Ancient cheese Idiazabal
2003/02/18 Andonegi Beristain, Garazi - Elhuyar Zientziaren Komunikazioa
To obtain the rennet, a lamb about a month is killed. The lamb dies when he just drinks milk and is removed from his fourth stomach, which is filled with milk. This stomach is dried, mixed with salt, and a paste is formed. The shepherds kept this pasta and when they were going to make the cheese, mixing it with water, the rennet was obtained. In the case of the commercial cuajo, the process of obtaining pasta is the same. From this mass, the rennet is also obtained through the filtration of water, which is subsequently sold in the form of liquid or dust. These liquids or powders, however, do not present the characteristics of the traditional rennet.
The shepherds suspected that with traditional rennet they obtained better cheeses. However, the traditional rennet had a problem: not always the same cheeses were obtained.

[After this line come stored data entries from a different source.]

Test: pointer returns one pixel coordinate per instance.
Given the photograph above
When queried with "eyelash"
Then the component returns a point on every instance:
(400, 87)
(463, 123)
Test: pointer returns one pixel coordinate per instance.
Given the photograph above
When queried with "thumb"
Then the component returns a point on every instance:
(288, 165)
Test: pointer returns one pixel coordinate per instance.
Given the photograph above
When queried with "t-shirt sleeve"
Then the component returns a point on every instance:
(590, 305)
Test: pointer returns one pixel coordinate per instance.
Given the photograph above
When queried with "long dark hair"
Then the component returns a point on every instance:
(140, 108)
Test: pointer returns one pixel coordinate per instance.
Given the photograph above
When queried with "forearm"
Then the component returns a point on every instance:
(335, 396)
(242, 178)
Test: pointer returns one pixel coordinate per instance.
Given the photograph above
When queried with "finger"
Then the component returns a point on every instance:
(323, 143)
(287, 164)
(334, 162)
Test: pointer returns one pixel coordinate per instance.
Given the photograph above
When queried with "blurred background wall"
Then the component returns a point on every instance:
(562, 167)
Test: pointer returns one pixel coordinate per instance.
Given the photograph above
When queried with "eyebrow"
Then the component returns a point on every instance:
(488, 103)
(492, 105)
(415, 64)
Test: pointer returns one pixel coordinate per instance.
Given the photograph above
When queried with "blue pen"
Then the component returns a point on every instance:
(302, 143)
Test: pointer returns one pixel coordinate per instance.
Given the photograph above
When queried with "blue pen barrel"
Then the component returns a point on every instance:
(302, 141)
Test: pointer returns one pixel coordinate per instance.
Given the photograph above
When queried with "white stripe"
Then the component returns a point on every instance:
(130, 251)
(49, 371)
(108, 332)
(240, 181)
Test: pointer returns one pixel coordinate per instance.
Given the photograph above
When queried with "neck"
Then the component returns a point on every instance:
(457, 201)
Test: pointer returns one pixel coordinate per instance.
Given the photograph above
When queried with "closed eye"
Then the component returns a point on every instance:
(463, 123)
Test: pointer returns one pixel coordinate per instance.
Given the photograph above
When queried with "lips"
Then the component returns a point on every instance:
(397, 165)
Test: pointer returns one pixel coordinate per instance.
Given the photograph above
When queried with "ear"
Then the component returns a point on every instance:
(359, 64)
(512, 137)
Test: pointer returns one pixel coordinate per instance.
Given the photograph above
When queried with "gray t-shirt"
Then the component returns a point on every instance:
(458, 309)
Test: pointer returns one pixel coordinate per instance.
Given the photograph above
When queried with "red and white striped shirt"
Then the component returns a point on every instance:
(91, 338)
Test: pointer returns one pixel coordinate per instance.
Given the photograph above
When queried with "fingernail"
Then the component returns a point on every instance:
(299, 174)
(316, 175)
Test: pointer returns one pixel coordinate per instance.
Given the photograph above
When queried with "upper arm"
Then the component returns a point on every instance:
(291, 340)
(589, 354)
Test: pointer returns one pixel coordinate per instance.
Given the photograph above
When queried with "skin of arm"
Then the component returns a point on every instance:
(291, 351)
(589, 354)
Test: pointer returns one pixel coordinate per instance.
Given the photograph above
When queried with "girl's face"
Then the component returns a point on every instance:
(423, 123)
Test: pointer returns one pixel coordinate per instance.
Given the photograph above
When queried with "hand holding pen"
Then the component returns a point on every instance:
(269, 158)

The researchers of the UPV/EHU contacted seven years ago in order to know the causes of these changes.
The secret is in the lipases
The researchers first studied the traditional saleros of the shepherds. After analyzing the strength and composition of the coagulation of them, similar cuajas were produced in the laboratory. With these boxes, cheeses, and their taste, odors, etc. Once analyzed, its relationship with the pasta used was established. In these studies, the importance of lipase was discovered.
Lipase is a very special enzyme that when the lamb takes milk flows under the tongue. This enzyme, together with milk, reaches the stomach, which is the one used to make the garlic paste. The majority of the masses, therefore, contain lipases. But in the salineros that are sold in the form of liquid or dust the lipases are lost. Not only that, the traditional rennet used by the shepherds, the liquid, if preserved for a long time, also loses lipases, but not pastes. That is why different cheeses come out, since the number of lipases defines the strength of the cheese.
In view of this, the researchers want to control the quantity of cuajo lipases and have started to produce the traditional cuajo mass industrially. This paste will be marketed by a company vallisoletana that, in view of the interest and good behavior shown by the shepherds, hopes to recover the traditional product. In addition to Idiazabal cheese producers, other pastors from other communities have already shown their interest in trying this traditional dough.